De un manotazo, le quitó el bolso del hombro, lo abrió y comenzó a rebuscar dentro. Mónica intentó detenerlo y Pedro la alejó con un grito que ella no se atrevió a desobedecer. Él dio con las llaves y, de muy malos modos, le devolvió el bolso.


—Lárgate y no vuelvas. Enviaré tus cosas a tu casa.


Pedro... —hipó ella, llorando desconsoladamente.


—Vete. Se terminó, Mónica. Lo nuestro no podría estar más acabado.


Pedro...


—¡Lárgate ya! ¡Sal de mi vista, sal de aquí! ¡Eres tú la que acabará de destrozar mi salud! No puedo seguir con la vida que tenía, no quiero. No puedo permitirme seguir de ese modo, no más. No me quedan fuerzas para ser perfecto para ti ni para mi padre. Estoy cansado de fingir que todo está bien, de pretender que soy invencible. No lo soy y jamás podría ser feliz de esa manera. Te dije que lo lamentaba, que sé que tengo la culpa de lo que sucedió; ya no puedo hacer nada para cambiar lo que hice. Lo lamento, Mónica, de verdad que sí —entonó en un suspiro—. Lo lamento mucho. Se acabó y es lo mejor para ambos. Ahora vete, por favor —le dijo con un tono de voz que a mí me sonó muy cargado de tristeza y también de agotamiento. Algo en la mirada de Pedro se había quebrado. También en su cuerpo.


Mónica me miró a mí una vez más y entonces posó sus ojos en Pedro.

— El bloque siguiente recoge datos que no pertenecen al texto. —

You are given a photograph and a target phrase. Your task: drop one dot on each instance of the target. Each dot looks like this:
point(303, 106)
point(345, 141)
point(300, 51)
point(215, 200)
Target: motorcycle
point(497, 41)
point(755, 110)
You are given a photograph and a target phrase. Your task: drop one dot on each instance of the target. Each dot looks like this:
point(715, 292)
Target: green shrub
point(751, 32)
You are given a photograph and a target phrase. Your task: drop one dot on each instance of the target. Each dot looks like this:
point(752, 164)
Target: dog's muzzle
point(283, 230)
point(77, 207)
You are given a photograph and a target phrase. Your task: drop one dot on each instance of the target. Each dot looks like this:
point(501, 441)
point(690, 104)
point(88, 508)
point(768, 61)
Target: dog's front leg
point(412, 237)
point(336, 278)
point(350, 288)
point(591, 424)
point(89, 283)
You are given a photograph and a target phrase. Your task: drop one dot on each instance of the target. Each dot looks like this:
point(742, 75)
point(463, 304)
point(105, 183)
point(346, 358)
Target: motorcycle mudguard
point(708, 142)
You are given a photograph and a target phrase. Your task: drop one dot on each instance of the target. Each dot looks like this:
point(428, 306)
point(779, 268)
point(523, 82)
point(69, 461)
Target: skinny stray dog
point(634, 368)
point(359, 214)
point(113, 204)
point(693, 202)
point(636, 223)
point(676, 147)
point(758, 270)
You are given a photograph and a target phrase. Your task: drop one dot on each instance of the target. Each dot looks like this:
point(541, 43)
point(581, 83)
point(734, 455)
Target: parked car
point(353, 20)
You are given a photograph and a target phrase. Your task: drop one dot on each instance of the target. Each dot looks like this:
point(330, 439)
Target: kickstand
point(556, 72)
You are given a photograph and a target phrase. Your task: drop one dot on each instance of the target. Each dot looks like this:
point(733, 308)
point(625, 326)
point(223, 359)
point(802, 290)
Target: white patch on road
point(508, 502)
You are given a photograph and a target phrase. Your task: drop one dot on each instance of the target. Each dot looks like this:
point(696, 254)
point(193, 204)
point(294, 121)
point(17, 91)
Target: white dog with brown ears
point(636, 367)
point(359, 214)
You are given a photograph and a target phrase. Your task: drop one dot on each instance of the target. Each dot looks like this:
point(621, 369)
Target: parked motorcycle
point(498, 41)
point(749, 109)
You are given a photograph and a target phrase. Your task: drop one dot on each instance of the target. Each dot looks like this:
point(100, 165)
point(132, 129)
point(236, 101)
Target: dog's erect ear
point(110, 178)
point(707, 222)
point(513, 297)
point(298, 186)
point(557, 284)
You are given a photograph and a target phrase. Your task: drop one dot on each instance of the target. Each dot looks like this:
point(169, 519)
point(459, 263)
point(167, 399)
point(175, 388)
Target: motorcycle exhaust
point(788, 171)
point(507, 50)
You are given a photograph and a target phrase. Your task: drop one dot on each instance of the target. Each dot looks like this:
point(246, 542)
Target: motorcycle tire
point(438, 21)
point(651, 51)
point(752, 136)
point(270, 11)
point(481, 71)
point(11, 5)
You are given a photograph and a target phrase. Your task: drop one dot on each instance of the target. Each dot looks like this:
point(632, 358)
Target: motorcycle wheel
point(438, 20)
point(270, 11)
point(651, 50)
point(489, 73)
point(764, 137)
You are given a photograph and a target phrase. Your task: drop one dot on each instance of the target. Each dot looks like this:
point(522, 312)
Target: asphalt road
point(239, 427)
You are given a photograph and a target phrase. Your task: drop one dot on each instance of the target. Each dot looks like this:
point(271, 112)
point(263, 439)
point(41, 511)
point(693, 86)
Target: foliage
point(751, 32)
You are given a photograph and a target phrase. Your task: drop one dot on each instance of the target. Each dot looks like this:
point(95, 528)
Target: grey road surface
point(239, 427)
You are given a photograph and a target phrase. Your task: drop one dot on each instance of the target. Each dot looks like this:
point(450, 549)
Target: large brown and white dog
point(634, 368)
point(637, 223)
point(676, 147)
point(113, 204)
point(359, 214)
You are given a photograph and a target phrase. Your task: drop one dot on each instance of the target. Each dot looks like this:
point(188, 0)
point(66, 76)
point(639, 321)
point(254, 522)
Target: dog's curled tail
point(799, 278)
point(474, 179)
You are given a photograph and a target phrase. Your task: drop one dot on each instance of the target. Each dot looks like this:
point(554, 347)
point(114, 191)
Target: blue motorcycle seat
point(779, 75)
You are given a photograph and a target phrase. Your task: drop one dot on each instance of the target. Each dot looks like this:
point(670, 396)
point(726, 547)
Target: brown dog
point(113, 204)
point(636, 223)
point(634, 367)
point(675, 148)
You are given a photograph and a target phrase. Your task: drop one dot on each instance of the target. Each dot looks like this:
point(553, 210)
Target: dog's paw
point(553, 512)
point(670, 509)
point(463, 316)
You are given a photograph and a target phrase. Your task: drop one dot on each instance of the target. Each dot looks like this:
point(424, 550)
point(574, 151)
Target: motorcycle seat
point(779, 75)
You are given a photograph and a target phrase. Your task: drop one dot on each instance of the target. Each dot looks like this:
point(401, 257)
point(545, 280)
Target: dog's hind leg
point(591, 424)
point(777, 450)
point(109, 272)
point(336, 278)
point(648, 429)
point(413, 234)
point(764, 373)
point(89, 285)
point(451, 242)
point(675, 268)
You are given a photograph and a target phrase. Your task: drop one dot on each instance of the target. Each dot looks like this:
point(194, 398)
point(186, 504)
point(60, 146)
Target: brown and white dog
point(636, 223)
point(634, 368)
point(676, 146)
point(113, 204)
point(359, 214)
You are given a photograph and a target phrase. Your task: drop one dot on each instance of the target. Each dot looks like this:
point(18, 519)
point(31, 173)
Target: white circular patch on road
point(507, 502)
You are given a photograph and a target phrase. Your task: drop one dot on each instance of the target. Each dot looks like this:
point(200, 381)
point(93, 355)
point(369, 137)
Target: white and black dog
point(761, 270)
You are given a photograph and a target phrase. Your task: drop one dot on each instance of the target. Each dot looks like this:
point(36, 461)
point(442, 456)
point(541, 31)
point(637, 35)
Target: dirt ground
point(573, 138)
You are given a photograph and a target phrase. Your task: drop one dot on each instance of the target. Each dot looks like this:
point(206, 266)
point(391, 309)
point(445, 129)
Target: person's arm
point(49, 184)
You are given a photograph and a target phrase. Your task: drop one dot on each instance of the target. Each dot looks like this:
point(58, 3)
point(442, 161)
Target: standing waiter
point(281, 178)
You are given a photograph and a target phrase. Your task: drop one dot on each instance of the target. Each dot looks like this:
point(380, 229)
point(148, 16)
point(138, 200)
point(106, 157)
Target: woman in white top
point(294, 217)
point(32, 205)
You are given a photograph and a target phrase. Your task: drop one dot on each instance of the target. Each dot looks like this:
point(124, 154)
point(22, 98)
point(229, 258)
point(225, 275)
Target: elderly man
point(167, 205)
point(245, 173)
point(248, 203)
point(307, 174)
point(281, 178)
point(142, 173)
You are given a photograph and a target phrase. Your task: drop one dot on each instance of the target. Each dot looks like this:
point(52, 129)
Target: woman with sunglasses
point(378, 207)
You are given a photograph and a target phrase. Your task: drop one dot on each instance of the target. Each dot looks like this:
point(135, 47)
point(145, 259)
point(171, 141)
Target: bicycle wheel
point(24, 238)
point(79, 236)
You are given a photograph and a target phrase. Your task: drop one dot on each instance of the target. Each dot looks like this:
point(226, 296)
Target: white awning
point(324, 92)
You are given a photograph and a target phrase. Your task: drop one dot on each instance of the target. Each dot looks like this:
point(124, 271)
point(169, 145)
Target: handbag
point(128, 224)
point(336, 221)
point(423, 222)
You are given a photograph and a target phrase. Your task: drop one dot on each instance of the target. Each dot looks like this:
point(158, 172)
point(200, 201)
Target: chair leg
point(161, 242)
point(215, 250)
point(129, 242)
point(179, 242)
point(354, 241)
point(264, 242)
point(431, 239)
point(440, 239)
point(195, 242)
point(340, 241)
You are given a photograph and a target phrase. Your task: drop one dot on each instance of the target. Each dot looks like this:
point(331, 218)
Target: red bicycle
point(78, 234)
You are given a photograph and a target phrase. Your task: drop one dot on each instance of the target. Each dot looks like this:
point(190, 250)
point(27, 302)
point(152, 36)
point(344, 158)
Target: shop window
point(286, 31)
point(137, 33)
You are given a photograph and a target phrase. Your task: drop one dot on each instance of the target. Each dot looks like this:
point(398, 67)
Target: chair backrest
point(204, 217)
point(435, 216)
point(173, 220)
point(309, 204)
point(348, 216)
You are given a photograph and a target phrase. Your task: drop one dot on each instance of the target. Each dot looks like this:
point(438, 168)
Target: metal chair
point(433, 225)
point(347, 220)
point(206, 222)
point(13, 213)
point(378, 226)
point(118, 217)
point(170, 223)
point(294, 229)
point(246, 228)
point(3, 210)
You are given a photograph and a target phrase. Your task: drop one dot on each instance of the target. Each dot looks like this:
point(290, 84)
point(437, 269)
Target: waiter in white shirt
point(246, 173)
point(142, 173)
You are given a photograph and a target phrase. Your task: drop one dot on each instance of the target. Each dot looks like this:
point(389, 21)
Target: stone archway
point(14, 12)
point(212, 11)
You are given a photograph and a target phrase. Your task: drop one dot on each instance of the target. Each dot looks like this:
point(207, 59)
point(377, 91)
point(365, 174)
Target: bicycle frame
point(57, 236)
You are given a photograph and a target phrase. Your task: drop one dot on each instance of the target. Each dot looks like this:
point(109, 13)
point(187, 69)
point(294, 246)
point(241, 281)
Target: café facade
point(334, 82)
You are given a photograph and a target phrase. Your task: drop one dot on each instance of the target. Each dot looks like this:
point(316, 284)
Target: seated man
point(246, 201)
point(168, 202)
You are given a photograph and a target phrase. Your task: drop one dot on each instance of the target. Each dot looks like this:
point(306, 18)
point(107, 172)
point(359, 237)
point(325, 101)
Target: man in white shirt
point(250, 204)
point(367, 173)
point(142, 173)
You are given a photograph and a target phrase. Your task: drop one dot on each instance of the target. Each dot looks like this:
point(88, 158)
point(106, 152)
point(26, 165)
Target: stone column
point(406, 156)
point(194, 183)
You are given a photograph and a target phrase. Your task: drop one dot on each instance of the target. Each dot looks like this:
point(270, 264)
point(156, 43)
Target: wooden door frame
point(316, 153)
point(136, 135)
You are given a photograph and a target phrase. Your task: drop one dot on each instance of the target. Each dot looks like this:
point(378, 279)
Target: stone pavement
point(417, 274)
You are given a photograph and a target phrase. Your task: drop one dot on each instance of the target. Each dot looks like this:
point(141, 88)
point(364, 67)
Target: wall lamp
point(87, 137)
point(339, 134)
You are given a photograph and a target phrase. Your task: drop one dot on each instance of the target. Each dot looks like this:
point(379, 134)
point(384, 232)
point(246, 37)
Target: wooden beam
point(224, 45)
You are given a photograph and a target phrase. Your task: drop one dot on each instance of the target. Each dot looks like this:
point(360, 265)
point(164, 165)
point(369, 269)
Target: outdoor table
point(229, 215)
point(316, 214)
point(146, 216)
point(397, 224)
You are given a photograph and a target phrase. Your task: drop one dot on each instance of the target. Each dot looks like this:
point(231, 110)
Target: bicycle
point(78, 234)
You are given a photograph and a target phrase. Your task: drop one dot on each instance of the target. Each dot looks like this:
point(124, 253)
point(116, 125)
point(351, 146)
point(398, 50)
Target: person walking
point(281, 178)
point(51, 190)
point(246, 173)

—De verdad que lo lamento mucho, Mónica. Siento mucho el daño que te hice y el modo en que acabé nuestra relación. Por favor, perdóname y sigue adelante con tu vida. Y, si de momento no puedes o no quieres perdonarme, al menos hazte a ti misma el favor de seguir adelante con tu vida, porque te mereces algo mucho mejor de lo que tenías conmigo, porque, eso que teníamos, a largo plazo nos hubiese hecho muy infelices a ambos.


Mónica barrió con sus manos las lágrimas que no paraban de rodar por sus mejillas; me miró una vez más y, recuperando su bolso de las manos de él, salió del apartamento.